Sherald will visit The Bryn Mawr School in late April to meet with Upper School students and arts faculty. The Howard P. Colhoun Family Woman of Consequence Award will be presented during a private event in the evening, featuring a moderated conversation between Sherald and Christopher Bedford P’27, 30, Helen and Charles Schwab Director, San Francisco Museum of Modern Art. 

Born in Columbus, Georgia, and now based in the New York City area, Amy Sherald documents contemporary African American experience in the United States through arresting, otherworldly figurative paintings. Sherald engages with the history of photography and portraiture, inviting viewers to participate in a more complex debate about accepted notions of race and representation, and to situate Black life centrally in American art. 
  
Sherald received her MFA in painting from Maryland Institute College of Art and BA in painting from Clark-Atlanta University.

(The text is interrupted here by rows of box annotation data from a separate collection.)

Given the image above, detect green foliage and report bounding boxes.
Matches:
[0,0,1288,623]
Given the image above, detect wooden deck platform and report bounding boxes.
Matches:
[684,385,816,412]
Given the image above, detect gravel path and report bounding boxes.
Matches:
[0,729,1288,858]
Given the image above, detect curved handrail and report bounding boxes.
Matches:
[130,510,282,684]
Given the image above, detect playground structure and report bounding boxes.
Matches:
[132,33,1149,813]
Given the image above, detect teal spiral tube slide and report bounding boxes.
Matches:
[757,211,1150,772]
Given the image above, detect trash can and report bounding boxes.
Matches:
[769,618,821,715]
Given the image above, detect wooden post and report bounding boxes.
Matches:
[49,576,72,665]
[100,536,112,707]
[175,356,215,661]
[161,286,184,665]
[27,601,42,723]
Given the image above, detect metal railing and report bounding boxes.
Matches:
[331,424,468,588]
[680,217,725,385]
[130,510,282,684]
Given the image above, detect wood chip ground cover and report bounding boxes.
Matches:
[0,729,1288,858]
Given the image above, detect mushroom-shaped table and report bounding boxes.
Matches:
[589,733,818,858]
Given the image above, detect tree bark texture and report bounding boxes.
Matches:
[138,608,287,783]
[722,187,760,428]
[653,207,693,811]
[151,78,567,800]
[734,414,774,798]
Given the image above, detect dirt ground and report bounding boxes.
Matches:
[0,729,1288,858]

Sherald was the first woman and first African-American to ever receive the grand prize in the 2016 Outwin Boochever Portrait Competition from the National Portrait Gallery in Washington D.C.; she also received the 2017 Anonymous Was A Woman award and the 2019 Smithsonian Ingenuity Award. In 2018, Sherald was selected by First Lady Michelle Obama to paint her portrait as an official commission for the National Portrait Gallery. 
Sherald’s work is held in public collections such as the Whitney Museum of American Art, New York, NY; the Los Angeles County Museum of Art, Los Angeles, CA; the Museum of Fine Arts Boston, Boston, MA; the Crystal Bridges Museum of American Art, Bentonville, AR; Embassy of the United States, Dakar, Senegal; Smithsonian National Museum of African American History and Culture, Washington, DC; Smithsonian National Portrait Gallery, Washington, DC; Nasher Museum of Art, Durham, NC; and the Long Museum, Shanghai, China.

“I believe in the transformative power of education so I am thrilled to be receiving this honor from Bryn Mawr and to participate in a legacy of generations of female empowerment,” Sherald said.